Oklahoma head coach Lincoln Riley told Pete Thamel of Yahoo Sports on Tuesday that the COVID-19 pandemic remains a major focal point for coaches around the country:
"It's on the mind of every coach. It's probably as easy as it's going to be right now when most other students aren't here. There's legitimate concerns when the student body shows up. What's that going to look like? It's the great unknown right now.
"The scary thing about it for us, or the thing that gives you some concern, is that the students show up and a week or two later you're trying to start the season. It's on our minds.
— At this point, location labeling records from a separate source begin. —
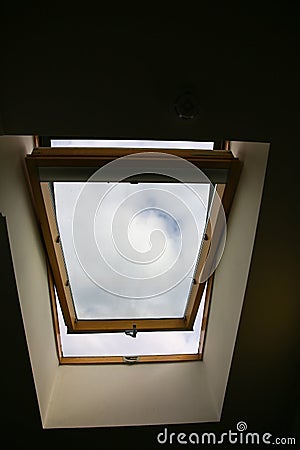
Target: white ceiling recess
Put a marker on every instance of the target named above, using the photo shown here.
(140, 394)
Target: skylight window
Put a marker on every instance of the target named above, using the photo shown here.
(135, 285)
(141, 144)
(133, 232)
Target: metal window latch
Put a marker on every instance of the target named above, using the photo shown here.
(132, 332)
(131, 359)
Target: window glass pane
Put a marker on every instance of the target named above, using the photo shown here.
(131, 144)
(133, 250)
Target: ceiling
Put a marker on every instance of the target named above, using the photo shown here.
(89, 74)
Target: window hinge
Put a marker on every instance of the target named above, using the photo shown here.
(132, 332)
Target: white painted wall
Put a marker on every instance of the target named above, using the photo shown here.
(108, 395)
(29, 264)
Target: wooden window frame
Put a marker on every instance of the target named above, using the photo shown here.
(96, 158)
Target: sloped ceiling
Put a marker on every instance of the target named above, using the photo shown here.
(89, 74)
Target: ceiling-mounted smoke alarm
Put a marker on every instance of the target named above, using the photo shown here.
(187, 106)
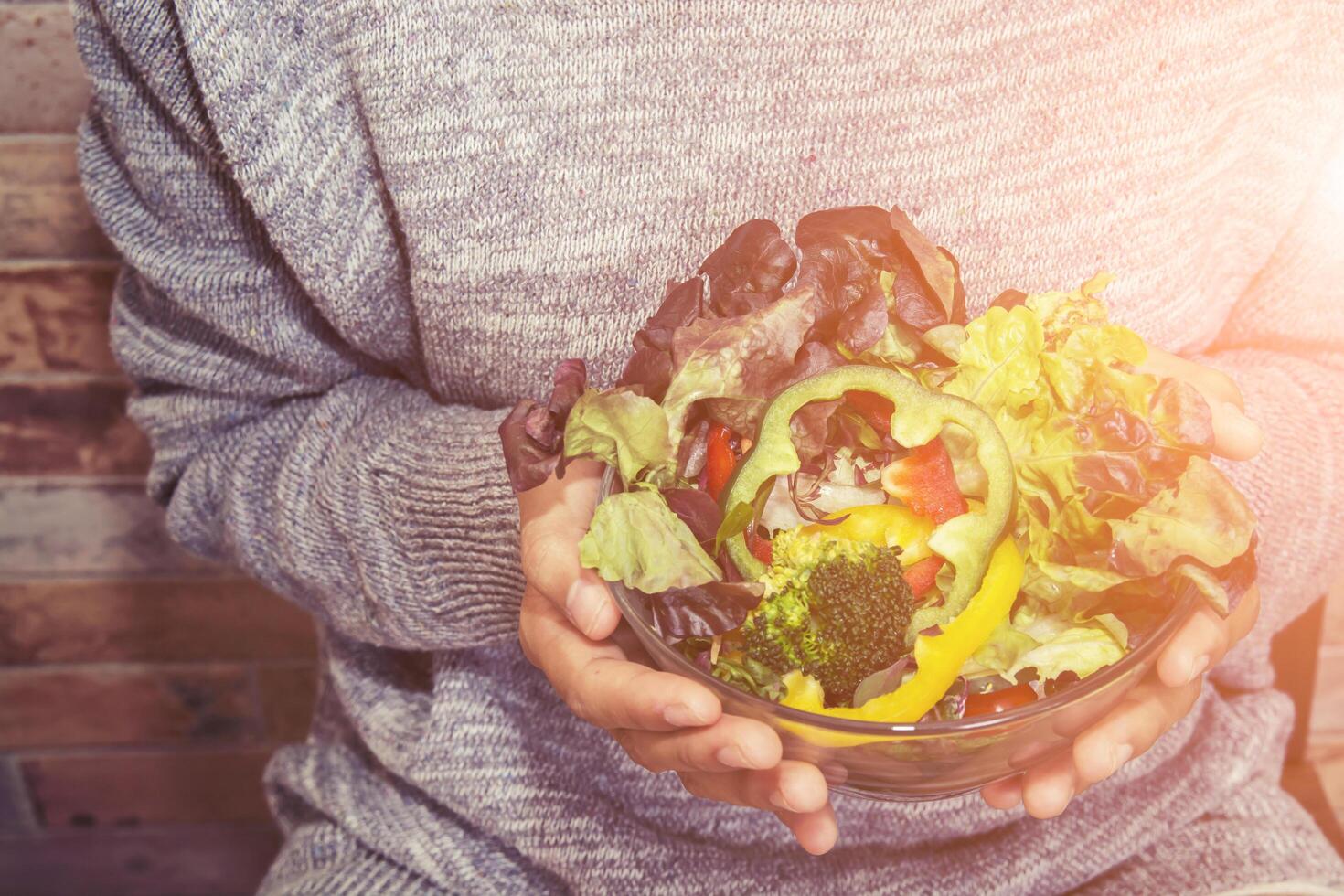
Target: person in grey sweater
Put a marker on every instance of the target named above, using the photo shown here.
(355, 232)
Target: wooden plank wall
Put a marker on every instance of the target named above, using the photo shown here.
(142, 689)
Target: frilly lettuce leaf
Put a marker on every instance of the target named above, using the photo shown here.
(1041, 638)
(1113, 481)
(621, 429)
(1078, 649)
(635, 539)
(742, 359)
(1000, 360)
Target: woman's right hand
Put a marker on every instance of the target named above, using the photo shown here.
(664, 721)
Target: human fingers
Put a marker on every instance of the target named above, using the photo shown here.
(600, 686)
(816, 832)
(1204, 638)
(1214, 384)
(1003, 795)
(554, 517)
(728, 744)
(1129, 730)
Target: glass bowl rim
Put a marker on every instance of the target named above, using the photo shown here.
(1181, 606)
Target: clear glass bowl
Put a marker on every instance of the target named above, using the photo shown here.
(925, 761)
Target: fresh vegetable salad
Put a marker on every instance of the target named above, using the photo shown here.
(839, 495)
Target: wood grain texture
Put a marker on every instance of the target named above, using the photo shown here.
(149, 620)
(58, 529)
(169, 861)
(111, 706)
(126, 789)
(288, 695)
(15, 806)
(43, 212)
(43, 88)
(69, 429)
(54, 317)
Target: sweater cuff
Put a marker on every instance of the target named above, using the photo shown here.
(443, 523)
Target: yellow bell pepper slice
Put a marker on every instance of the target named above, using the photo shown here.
(938, 657)
(882, 524)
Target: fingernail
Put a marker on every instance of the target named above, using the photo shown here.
(583, 604)
(732, 756)
(684, 716)
(1197, 667)
(1118, 756)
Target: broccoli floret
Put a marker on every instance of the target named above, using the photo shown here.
(835, 609)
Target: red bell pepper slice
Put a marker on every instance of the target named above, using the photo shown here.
(925, 481)
(874, 409)
(923, 574)
(720, 460)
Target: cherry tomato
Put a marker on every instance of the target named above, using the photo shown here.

The more people in the area, the more potential risk and things you have to worry about."
An unnamed athletic director added: "There's no one in a position of leadership taking on the very difficult challenge of developing the plan for spring football. Given that we are entering July, it now seems unavoidable that we are headed to a fall with a lot of canceled games and perhaps even a national stoppage a few weeks into the season."
The issue college football faces as opposed to many professional sports, as Riley noted, is the difficulty in enacting a bubble environment to keep players away from the public to limit the risk of getting the coronavirus. If students are allowed back on campuses this fall, it will make it difficult to quarantine players.
Contrast that with the NBA, where 22 teams will be quarantined near Orlando, Florida, at the Walt Disney World Resort. That controlled environment should make it easier to keep players safe. Those players are also being paid millions of dollars to take any corresponding health risks, whereas college football players are unpaid.
That adds yet another layer of complexity to the situation. Barring a vaccine or a major downturn in positive coronavirus cases around the United States, expect the possibility of a canceled or postponed season to remain a major point of conversation throughout the summer.